Like most holiday fables, a robust social commentary underpins the levity – in this case, a take on greed and poverty. Our title character, Fiammetta (Corey Annand), is a poor orphan stuck selling matches on Christmas Eve. Business is bad, scoundrels abound, and Fiammetta ends up losing her shoes and freezing to death in the snow. Walking his signature tightrope of magical and twisted, Pita counters this peril by sending our heroine on a cosmic adventure in the afterlife. It’s a dreamy twist that skirts the right side of sappy – picture-perfect Christmas messaging.
The Little Match Girl — Arthur Pita from Sadler's Wells on Vimeo.
Pita’s relocation of the story to Italy opens the door for farce in the commedia dell’arte tradition, including a few numbers in drag. Playing a rotating cast of antagonists – elbows-out merchants, cold-hearted bourgeoisie – Stefanos Dimoulas, Ashley Morgan-Davies and Hanna Nussbaumer spin a wheel of exaggerated emotions: glee, irritation, gluttony, spite. They leave their biggest mark as the hilariously horrible Donnarumma family, who gorge on treats while Fiammetta begs for scraps. There’s no time for their comeuppance in this hour-long show, but the performers each get a redemptive turn as an honourable character, including Dimoulas as Fiammetta’s sequin-spangled grandmother.
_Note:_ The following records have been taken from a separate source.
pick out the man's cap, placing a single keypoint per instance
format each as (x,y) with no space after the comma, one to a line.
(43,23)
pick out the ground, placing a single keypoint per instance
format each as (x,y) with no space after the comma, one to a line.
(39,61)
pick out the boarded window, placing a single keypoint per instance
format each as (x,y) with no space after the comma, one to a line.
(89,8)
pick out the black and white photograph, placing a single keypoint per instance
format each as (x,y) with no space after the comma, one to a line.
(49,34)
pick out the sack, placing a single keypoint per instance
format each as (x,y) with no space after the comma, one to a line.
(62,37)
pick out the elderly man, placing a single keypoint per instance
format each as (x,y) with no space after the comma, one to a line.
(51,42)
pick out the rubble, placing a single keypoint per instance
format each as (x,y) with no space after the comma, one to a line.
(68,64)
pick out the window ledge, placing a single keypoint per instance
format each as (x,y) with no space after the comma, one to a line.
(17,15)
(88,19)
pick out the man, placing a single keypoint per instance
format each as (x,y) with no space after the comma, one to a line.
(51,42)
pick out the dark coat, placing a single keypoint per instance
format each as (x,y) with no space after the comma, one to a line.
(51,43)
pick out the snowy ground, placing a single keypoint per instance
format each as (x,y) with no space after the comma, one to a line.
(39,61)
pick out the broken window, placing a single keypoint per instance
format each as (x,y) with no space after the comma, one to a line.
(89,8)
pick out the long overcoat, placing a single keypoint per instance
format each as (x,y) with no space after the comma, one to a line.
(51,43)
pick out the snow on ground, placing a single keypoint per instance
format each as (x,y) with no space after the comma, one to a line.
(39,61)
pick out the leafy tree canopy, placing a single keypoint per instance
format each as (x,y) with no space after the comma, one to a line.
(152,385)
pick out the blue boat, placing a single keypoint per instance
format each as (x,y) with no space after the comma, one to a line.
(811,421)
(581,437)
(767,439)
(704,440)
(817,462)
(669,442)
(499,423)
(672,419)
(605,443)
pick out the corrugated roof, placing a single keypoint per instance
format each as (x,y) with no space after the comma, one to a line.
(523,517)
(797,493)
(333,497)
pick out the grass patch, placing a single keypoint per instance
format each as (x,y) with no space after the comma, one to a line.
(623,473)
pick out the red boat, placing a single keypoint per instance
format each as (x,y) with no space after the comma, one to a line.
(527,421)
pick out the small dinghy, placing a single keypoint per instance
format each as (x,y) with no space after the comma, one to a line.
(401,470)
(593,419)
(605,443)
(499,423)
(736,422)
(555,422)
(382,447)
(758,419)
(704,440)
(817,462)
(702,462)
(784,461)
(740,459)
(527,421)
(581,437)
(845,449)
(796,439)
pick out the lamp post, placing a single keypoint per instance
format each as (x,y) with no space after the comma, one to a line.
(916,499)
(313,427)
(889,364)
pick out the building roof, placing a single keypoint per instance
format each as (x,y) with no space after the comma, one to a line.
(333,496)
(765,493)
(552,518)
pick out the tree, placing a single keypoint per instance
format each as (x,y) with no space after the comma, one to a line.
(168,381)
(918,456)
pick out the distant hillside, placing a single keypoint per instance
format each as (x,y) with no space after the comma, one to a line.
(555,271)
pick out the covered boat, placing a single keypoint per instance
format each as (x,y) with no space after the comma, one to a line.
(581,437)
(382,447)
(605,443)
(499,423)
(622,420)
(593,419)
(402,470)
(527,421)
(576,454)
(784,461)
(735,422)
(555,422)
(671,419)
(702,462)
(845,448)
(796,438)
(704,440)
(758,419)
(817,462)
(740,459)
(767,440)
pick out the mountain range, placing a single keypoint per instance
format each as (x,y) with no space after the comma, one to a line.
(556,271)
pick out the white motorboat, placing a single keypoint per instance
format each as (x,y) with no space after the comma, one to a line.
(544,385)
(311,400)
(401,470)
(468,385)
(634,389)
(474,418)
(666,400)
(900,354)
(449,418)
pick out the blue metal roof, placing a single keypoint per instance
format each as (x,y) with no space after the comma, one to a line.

Annand’s choreography is the most lyrical, a gentle flow of extensions and attitude turns that she greets with careful turnout. It’s bouncier fare for the ensemble, tasked with high-kicking panto routines. We have a fifth performer in the form of instrumentalist Phil King, who creates a striking live soundtrack out of strings, flutes, wind chimes, vocals and more. (The compositions come from Frank Moon, a frequent collaborator of Pita’s.) When Fiammetta tries to one-up the Donnarummas, it’s rattling drums for the chase and a wrenching violin for her penance. Later, when she’s drifting into unconsciousness, King launches into a heartrending ballad, with Dimoulas harmonising on stage.
The finale is a ball: Fiammetta flies to the moon, where Davies swaps his bad-guy hat for an astronaut helmet, joining her in a springy, long-lined prance among the craters. A squealing theremin ushers in a rocket, and just like that it’s blast-off. The scene is charmingly lo-fi and makes no apologies for its oddball course. After all, what’s Christmas without some imagination?